“Fall in the love the problem, not the solution.”
Although not as well-known as other innovation mantras like “Fail Fast” and “See around corners,” this mantra is, in my experience, truer than any of them. It is also harder to follow.
It’s hard to fall in love with a problem.
By the time most of us enter the workforce, we are Do-ers. Our bosses train us to bring solutions, not problems. Our employers reward us for showing initiative, taking action, and resolving issues. We celebrate when we find the answer, crack the case, and drive the change.
We have stopped being Questioners, Wonderers, and Explorers. We stopped asking “Why?” and “What if?” and “Why not.” We stopped wondering why or where or when or how things might be or once were or could be. We stopped exploring the unknown, the uncertain, and the unexplained.
Falling in love with a problem requires us to ask why it exists and why it hasn’t been solved yet. It requires us to wonder about why things that look like solutions aren’t. It requires us to explore and look for root causes and to welcome surprises.
Falling in love with a solution is what we are trained to do.
But falling in love with a solution, not the problem it solves, locks us into a course of action that is often all or nothing.
Falling in love with the problem is what we need to do.
Falling in love with a problem gives us a place of certainty to return to. The problem is evidence of market opportunity, we simply need to find the solution that unlocks it.
Consider these 3 examples:
An R&D team develops a breakthrough new technology but producing it at scale would make it cost 10x the current solution.
- Fall in love with the Solution: Management shuts down the project due to lack of a viable business
- Fall in love with the Problem: The team updates management that the new technology is not economically viable and asks for an additional 3 months and $100,000 to develop a different solution. Management agrees.
A product team develops a new product, complete with new branding, positioning, and Direct to Consumer go to market strategy. Sales expresses concern that existing retail customers will view this as a threat.
- Fall in love with the Solution: Management cancels the project launch out of fear that retailers will retaliate by discontinuing all of the manufacturer’s products and heavily promoting competitors’ brands.
- Fall in love with the Problem: The team revisits the Go to Market strategy, questioning the importance of Direct to Consumer in solving the problem. The team realizes that, while it is important, it does not need to be the only distribution channel at launch, ultimately recommending that it be used to seed the market before distribution through traditional retailers. Sales positions pre-launch DTC as a net benefit for retailers and management approves the launch.
An innovation team develops a category-creating product that receives overwhelming acceptance in concept tests and receives top scores when evaluated against its nearest competitors. However, when launched into test markets, it fails miserably.
- Fall in love with the Solution – Option 1: Management ends the target markets and cancels the project
- Fall in love with the Solution – Option 2: Management continues to make incremental changes to the product, its positioning and marketing, and its pricing, ultimately spending millions over multiple years with little to no change in product adoption.

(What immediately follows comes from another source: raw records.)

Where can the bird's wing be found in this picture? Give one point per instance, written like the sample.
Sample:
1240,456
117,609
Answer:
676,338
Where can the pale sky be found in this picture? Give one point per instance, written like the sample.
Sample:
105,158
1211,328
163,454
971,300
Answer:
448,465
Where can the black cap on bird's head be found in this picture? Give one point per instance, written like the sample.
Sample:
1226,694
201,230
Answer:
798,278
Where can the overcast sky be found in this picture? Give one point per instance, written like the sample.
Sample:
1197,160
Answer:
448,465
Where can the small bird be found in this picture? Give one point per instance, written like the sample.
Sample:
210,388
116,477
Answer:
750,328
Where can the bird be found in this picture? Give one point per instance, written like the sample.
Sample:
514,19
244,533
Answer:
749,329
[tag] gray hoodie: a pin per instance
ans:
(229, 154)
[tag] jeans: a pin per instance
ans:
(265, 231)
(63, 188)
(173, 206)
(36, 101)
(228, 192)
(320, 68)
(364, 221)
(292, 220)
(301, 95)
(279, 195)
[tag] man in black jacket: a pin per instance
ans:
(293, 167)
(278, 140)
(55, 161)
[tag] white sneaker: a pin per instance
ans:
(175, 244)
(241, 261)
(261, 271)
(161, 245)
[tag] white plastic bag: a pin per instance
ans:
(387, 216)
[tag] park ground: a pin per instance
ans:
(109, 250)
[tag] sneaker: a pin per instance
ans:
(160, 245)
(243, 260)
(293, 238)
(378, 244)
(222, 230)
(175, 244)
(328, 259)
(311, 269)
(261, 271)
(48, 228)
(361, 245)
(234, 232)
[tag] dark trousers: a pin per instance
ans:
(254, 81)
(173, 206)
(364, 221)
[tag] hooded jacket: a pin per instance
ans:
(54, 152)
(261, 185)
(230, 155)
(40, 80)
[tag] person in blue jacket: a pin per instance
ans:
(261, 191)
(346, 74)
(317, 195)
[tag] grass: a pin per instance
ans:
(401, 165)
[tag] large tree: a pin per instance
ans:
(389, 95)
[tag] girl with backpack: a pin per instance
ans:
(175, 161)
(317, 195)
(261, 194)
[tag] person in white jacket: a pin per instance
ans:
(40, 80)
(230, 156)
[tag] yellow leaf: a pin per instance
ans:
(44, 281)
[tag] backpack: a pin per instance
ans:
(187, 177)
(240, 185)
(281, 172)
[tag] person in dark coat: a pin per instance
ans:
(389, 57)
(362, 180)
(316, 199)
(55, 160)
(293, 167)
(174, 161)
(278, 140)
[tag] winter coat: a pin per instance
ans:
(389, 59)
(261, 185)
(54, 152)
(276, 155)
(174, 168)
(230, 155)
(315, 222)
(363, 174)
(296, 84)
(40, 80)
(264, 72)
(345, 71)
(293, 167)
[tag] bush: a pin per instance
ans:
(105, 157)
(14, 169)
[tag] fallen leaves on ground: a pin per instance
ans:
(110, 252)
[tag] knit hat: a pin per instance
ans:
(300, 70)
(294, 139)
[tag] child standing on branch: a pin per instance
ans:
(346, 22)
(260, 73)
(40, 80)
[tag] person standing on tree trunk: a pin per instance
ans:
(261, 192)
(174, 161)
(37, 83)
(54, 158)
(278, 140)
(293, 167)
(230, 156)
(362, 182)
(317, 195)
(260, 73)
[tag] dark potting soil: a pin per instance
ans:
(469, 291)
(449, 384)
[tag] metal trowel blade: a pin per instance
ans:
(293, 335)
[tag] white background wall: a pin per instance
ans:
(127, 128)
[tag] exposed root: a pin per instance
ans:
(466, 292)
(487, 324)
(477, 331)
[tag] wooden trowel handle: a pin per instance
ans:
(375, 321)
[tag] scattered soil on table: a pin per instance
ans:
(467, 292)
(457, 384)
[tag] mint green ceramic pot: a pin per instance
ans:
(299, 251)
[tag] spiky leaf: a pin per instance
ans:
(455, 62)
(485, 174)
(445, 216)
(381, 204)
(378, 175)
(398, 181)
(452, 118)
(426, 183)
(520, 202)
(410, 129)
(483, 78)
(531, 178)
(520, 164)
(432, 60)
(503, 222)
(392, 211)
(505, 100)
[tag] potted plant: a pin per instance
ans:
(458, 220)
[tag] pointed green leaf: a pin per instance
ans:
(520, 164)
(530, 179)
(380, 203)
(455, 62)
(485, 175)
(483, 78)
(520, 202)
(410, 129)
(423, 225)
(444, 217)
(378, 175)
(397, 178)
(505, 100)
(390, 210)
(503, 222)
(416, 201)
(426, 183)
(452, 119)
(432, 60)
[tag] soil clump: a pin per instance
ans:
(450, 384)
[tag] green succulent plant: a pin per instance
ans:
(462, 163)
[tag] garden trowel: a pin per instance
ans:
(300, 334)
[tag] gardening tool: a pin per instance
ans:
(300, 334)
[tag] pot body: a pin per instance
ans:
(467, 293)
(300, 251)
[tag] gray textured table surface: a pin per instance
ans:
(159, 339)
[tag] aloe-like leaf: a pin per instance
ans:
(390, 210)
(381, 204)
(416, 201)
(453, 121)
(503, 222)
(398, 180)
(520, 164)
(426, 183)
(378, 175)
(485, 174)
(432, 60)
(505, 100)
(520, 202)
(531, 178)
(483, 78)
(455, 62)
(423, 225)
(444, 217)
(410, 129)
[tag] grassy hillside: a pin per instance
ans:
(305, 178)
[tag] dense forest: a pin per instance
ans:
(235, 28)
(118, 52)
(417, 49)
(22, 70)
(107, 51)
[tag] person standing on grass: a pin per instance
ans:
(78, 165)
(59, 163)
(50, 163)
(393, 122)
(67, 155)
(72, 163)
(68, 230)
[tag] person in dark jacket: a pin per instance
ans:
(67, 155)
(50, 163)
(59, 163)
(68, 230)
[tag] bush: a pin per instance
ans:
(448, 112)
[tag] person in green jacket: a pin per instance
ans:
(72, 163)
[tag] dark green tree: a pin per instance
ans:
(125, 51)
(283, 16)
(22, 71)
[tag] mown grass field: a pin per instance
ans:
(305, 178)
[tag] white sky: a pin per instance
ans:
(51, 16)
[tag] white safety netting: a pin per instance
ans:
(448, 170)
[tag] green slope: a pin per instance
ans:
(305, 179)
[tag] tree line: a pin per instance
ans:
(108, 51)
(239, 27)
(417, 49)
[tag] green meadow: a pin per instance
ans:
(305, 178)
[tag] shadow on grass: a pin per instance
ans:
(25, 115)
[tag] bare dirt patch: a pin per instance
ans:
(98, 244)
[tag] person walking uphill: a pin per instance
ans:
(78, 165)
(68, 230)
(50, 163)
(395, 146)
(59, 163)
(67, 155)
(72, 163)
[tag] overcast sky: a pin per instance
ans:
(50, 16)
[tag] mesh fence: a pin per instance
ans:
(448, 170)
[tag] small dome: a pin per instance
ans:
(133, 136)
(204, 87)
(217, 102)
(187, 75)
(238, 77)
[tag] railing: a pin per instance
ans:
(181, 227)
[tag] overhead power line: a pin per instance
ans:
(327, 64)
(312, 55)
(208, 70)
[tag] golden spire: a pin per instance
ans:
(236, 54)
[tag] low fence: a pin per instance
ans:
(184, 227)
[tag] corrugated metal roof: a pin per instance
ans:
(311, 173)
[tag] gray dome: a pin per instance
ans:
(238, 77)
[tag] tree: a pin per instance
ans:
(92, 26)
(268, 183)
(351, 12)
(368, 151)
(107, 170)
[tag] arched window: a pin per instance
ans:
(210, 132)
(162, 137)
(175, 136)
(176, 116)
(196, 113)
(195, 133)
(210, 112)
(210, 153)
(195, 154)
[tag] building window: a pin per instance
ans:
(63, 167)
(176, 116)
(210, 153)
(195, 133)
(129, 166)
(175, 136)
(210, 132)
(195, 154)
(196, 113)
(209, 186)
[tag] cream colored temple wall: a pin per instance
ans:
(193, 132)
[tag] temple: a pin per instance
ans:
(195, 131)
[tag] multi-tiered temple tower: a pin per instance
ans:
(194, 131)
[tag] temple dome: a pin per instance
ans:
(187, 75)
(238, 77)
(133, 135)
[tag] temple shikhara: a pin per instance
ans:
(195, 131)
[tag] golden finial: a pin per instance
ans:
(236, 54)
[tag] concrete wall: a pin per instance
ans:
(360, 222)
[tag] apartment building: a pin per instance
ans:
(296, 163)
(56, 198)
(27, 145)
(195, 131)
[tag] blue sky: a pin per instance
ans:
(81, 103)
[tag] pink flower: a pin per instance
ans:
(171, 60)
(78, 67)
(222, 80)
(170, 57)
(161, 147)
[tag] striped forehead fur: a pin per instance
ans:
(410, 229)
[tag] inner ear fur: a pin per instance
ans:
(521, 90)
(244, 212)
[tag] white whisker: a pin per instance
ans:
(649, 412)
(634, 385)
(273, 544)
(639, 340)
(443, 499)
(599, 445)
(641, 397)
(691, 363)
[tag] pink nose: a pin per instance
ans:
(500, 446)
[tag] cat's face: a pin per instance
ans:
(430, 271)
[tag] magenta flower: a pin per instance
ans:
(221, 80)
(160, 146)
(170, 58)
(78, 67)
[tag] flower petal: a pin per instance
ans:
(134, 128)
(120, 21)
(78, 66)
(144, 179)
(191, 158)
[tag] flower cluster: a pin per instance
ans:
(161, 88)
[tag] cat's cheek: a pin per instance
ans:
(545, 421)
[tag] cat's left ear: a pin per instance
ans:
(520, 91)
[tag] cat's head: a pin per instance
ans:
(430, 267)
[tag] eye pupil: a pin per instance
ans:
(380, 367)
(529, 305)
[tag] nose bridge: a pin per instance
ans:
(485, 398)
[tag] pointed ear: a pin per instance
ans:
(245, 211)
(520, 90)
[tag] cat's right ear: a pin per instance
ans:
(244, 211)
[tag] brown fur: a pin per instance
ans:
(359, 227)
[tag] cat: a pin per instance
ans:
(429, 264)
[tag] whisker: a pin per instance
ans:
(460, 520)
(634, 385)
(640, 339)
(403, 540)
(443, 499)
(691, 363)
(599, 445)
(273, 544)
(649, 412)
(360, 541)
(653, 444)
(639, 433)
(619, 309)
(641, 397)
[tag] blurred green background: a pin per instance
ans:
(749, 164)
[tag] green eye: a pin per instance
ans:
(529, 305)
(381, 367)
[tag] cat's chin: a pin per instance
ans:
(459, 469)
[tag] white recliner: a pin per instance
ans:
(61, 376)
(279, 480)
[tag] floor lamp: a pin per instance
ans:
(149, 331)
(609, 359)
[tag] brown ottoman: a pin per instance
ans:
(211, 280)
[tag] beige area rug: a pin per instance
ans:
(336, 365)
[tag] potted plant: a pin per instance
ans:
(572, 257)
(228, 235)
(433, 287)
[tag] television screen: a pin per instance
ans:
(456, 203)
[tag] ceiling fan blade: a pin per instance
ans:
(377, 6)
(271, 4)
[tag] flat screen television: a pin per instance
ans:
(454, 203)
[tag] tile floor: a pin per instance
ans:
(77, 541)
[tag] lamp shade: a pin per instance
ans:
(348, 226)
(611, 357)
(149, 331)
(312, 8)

- Fall in love with the Problem – Team talks to their target consumers, including the people who gave the product high marks in concept tests, and learns that the problem the product solves isn’t a terribly painful or important problem and, as a result, consumers aren’t willing to spend money or change behavior to adopt a better solution. The team shelves the category-creating product to focus on creating a new solution to the real problem.
Did you see the pattern there?
When you fall in love with the solution and the solution fails, the project stops.
When you fall in love with the problem and the solution fails, you circle back to the problem and try again.
And if anyone would know the importance of being able to circle back, it’s the man credited with coining the “Fall in love with the problem, not the solution” mantra – Uri Levine. The founder of Waze.